La  Sala de Casación Civil doctrinó:  

…no  puede ubicarse en la urgencia de reparar un daño emergente,  sino en obedecimiento, insístase, a principios más  elevados como el de la equidad, el de la plenitud del pago, o el de  la preservación de la reciprocidad en los contratos  bilaterales. De ninguna manera, en fin, es dable inferir que en  asuntos como el de esta especie, el reajuste de la condena en  proporción a la depreciación del signo monetario  constituya un perjuicio más que deba ser reparado, puesto que,  reiterase aún a riesgo de fatigar, la pérdida del poder  adquisitivo del dinero no afecta la estructura intrínseca del  daño, sino su cuantía, de modo que la corrección  tiene por finalidad la reparación integral, no la de  indemnizar un perjuicio más; amén que, en ese mismo  orden de ideas, tampoco puede verse en ello una sanción por un  acto contrario al ordenamiento legal.” (Sentencia de 9 de  septiembre de 1999, abril 10 de 2000, 19 de noviembre de 2001, 18 de  marzo de 2003, entre otras)… (SC,  18 dic. 2009, rad. n.° 2001-00389-01).  
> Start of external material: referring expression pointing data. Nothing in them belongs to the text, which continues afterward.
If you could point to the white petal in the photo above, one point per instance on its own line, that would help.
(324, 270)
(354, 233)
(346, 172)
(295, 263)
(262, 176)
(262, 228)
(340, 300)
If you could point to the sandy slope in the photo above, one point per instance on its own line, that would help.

2.2.3.  Para indizar la jurisprudencia ha acudido a un índice que  refleje la pérdida de capacidad adquisitiva de la moneda que,  en ausencia de estipulación, corresponderá «a  la variación del IPC que certifique el Departamento  Administrativo Nacional de Estadística (DANE)»  (SC002, 18 ene. 2021, rad. n.° 2011-00068-02).  

En  consecuencia, «la  suma actualizada (Sa) es igual a la suma histórica (Sh)  multiplicada por el índice de precios al consumidor del mes  hasta el que se va a realizar la actualización (índice  final) dividido por el índice de precios al consumidor del mes  del que se parte (índice inicial)»  (CJS SC, 16 Sep. 2011, Rad. 2005-00058-01).  

«Para  tal actualización monetaria, en consecuencia, se utilizará  el Índice de precios al consumidor, aplicando la fórmula  según la cual el valor histórico multiplicado por el  IPC actual y el resultado de ésta operación dividido  por el IPC histórico arroja el valor presente de la misma suma  de dinero… (SC2307,  25 jun. 2018, rad. n.° 2003-00690-01).  

Fórmula  que se representa gráficamente así (cfr. SC002, 18 ene.  2021, rad. n.° 2011-00068-02):  

2.2.4.  En el ámbito mercantil la indexación tomó una  senda distinta, pues ante la obligatoriedad que tiene el deudor de  pagar intereses bancarios, más onerosos que los civiles, se  vislumbró excesivo acceder adicionalmente a la indexación  con base en el IPC.  

Por  esta razón se acuñó el concepto de «indexación  indirecta»  o por «vía  refleja»,  en el sentido de señalar que, cuando deban pagarse intereses  remuneratorios o moratorios comerciales, se entiende comprendido el  componente inflacionario.  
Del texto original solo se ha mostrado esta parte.